Olympics: Top five greatest athletes of all-time
These athletes have etched their names in the history books forever.
The Olympics have been a mega event for athletes to represent their country and culture by proving their credentials against the best in the world.
There is no platform bigger than the Olympics and every athlete dreams of playing in these games. Being a part of this mega event is priceless.
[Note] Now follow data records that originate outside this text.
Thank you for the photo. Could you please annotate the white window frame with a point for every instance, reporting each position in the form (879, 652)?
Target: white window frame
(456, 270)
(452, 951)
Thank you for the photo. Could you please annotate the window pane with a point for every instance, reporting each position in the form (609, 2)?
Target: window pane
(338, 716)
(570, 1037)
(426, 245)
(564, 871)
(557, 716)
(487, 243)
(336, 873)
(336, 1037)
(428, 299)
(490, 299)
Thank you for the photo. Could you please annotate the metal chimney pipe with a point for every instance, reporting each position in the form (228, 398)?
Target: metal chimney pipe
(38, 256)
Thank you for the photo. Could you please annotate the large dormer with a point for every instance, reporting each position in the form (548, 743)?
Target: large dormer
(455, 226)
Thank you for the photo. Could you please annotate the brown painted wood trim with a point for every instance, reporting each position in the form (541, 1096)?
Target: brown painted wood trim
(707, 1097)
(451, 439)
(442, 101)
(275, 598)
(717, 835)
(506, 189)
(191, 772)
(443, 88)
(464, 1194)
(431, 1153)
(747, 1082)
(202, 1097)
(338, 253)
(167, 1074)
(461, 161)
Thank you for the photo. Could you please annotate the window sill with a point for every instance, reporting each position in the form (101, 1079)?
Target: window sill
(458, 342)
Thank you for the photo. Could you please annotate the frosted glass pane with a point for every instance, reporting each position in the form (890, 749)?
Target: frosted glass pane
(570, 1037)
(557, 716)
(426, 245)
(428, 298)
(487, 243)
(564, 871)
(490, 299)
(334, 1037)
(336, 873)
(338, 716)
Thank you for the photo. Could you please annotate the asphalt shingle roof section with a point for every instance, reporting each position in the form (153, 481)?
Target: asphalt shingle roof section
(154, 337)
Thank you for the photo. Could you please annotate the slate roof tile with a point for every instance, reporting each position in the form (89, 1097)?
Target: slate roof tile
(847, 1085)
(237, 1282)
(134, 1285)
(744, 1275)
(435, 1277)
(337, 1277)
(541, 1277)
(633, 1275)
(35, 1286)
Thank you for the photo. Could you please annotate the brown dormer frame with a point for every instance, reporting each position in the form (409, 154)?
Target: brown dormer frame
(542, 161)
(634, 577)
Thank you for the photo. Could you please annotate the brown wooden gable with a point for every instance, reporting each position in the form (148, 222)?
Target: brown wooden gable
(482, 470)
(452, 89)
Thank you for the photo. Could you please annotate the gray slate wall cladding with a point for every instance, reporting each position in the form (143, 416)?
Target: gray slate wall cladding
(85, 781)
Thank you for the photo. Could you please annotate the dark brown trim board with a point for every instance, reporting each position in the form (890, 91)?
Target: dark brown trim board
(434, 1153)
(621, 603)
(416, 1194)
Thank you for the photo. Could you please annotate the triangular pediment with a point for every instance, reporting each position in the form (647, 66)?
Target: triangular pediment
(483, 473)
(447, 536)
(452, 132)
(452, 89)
So, we at Khel Now take a trip down memory lane and list five superstar athletes from different disciplines who have achieved big success at the Olympic Games.
5. Usain Bolt (Jamaica)
One of the modern-day greats of track and field, Usain Bolt's arrival in world athletics was nothing short of a surprise. His gold medals in the 100m and 200m races at the Beijing Olympics are iconic, as he registered the world record time and thumped his chest even before crossing the line. That race echoed all over the world, announcing that the Jamaican has burst onto the scenes.
He then went on to win gold medals in 100m, 200m and 4x100m at the 2012 London Olympic Games and also repeated the same feat at Rio de Janeiro in 2016. However, the only regret of the Jamaican will be that his 4x100m gold at Beijing 2008 was taken away after teammate Nesta Carter tested positive for a banned substance.
That meant a legendary triple eluded him, but a single medal cannot define the revolution that Bolt brought to track and field. He went up against some great sprinters and yet reigned supreme.
4. Carl Lewis (USA)
The American is considered as the greatest in track and field by many and with nine Olympics golds and ten medals overall, it is very much a valid claim.
The 1984 Olympics changed his career, as he won gold in the 100m, 200m, 4×100m relay and also in the long jump. He followed it with another top-class performance in 1988, defending his title in the 100m and also in the long jump.
In 1992, it was a little different, but for the third successive Olympic Games he defended his long jump crown and finally came back again in 1996 to clinch gold in that discipline for the fourth time. A sprinter turned long jump great, Carl Lewis once went unbeaten for more than a decade in 65 competitions.
3. Nikolai Adrianov (Soviet Union)
The Soviet Union gymnast came into the sport during an era when Japan had a stronghold on gymnastics and Adrianov was desperate to take their baton away. He made his Olympics debut in 1972, where he showcased his excellent upper body strength and bagged a silver and a bronze.
However, he announced himself properly four years later in 1976 in Montreal, where he won seven medals in total and gold in the floor exercises, rings and vault as well as the all-around title.
At Moscow 1980, he was again in great form and bagged gold in the vault and team competition. During his reign, he held the record of winning 15 medals in total, the most by a male athlete in the Olympics until he was overtaken by Michael Phelps.
2. Larisa Latynina (Soviet Union)
The flag-bearer of gymnastics in Russia, then known as the Soviet Union, Larisa Latynina is considered as the greatest of all-time in the sport. She alongside Borish Shaklin and Viktor Chukarin dominated the discipline and ensured that the Soviet Union was considered a dominant force in gymnastics during their era.
When she was only 21, she bagged four gold medals at the 1956 Melbourne Olympics. She added three more golds to her tally at Rome 1960. She became the most successful Olympic gymnast by adding two more golds at Tokyo 1964. No other Olympian had beaten the record of 18 medals throughout their career until Phelps dethroned her.
1. Michael Phelps (USA)
The American swimmer participated in four Olympics, starting from Athens in 2004 to Rio 2016. His best outing was at Beijing 2008, where he broke the record of compatriot Mark Spitz by bagging eight gold medals at a single Olympic Games.
Of his 23 golds, 13 were in individual events, with the other 10 in relays. The 200m medley was always a special event for Phelps, as he won gold in each of the four Olympics.
Honourable Mentions: Paavo Nurmi, Mark Spitz, Birgit Fischer and Sawao Kato.